Tuesday, November 16, 2010

war on teachers?

From economic education scholar, Eric Hanushek, in the WSJ...

All sides of the educational policy debate now accept that the key determinant of school effectiveness is teachers—that effective teachers get good achievement results for all children, while ineffective teachers hurt all students, regardless of background. Also increasingly accepted is that the interests of teachers unions aren't the same as the interests of children, or even of most teachers....This is not a war on teachers en masse. It is recognition of what every parent knows: Some teachers are exceptional, but a small number are dreadful. And if that is the case, we should think of ways to change the balance.

My research—which has focused on teacher quality as measured by what students learn with different teachers—indicates that a small proportion of teachers at the bottom is dragging down our schools. The typical teacher is both hard-working and effective. But if we could replace the bottom 5%-10% of teachers with an average teacher—not a superstar—we could dramatically improve student achievement. The U.S. could move from below average in international comparisons to near the top.

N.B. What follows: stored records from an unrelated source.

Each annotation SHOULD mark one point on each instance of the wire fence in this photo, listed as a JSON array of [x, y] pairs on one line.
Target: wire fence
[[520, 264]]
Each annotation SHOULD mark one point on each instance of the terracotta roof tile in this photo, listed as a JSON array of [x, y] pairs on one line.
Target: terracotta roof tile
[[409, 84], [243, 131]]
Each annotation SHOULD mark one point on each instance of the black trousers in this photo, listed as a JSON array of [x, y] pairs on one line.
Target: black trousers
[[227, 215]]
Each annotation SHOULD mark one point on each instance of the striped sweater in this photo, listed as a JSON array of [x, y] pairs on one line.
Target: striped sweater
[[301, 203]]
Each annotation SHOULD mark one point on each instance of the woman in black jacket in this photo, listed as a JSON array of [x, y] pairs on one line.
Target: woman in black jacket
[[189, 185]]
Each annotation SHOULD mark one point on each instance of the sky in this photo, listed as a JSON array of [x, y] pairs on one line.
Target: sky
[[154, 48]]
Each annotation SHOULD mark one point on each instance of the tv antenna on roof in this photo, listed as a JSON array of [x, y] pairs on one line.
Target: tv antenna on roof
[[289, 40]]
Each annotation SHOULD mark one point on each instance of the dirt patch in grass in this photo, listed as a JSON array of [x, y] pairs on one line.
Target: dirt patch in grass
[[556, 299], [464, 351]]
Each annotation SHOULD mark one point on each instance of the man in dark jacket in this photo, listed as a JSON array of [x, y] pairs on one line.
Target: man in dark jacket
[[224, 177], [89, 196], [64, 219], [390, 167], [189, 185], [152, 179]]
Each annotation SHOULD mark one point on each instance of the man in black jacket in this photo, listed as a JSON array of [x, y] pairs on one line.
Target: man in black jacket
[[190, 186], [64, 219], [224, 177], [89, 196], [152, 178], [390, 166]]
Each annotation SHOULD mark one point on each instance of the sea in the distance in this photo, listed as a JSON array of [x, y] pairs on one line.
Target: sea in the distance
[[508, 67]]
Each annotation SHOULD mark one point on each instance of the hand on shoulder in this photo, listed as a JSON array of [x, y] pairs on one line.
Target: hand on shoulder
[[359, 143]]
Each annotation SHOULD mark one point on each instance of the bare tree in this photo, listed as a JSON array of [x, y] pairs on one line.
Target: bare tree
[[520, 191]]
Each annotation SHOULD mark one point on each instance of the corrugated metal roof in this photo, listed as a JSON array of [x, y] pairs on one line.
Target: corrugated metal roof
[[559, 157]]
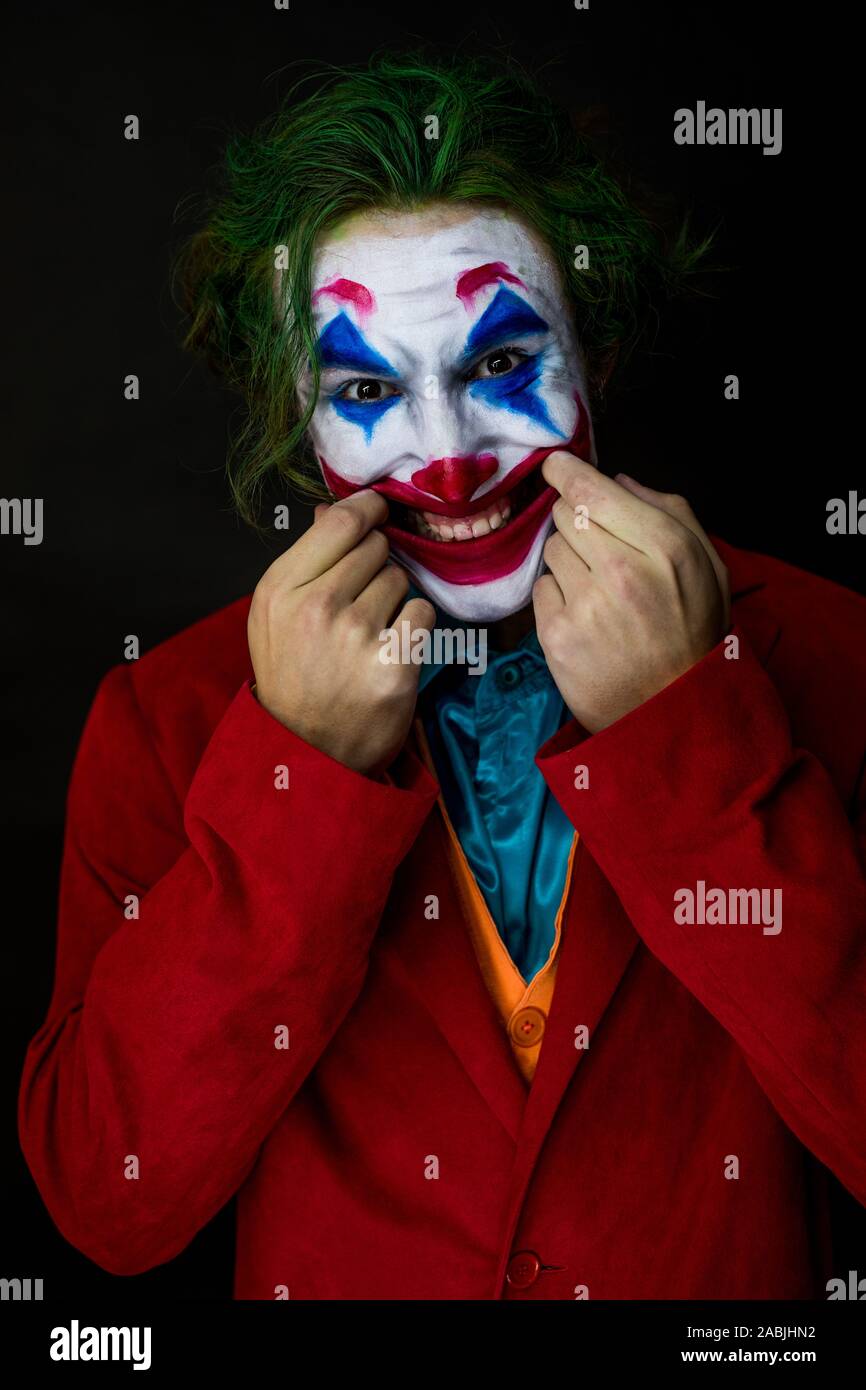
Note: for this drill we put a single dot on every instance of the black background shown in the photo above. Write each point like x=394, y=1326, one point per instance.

Teachers unions say they don't want bad teachers in the classrooms, but then they assert that we can't adequately judge teachers and they act to defend them all....

So we are seeing not a war on teachers, but a war on the blunt and detrimental policies of teachers unions....

The bottom line is that focusing on effective teachers cannot be taken as a liberal or conservative position. It's time for the unions to drop their polemics and stop propping up the bottom.

2 Comments:

At December 4, 2010 at 8:32 PM , Blogger Andy and Tamara said...

I work in the public school system. Problems in the public school system go well beyond one simple fix. I don't think anyone would argue that teachers who do not do the job should not have the job, but I can't imagine that simply addressing this one issue would "move us to the top" internationally.

 
At December 4, 2010 at 8:50 PM , Blogger Eric Schansberg said...

I agree. Family dissolution is a;most certainly the larger issue, but not one we can as easily fix.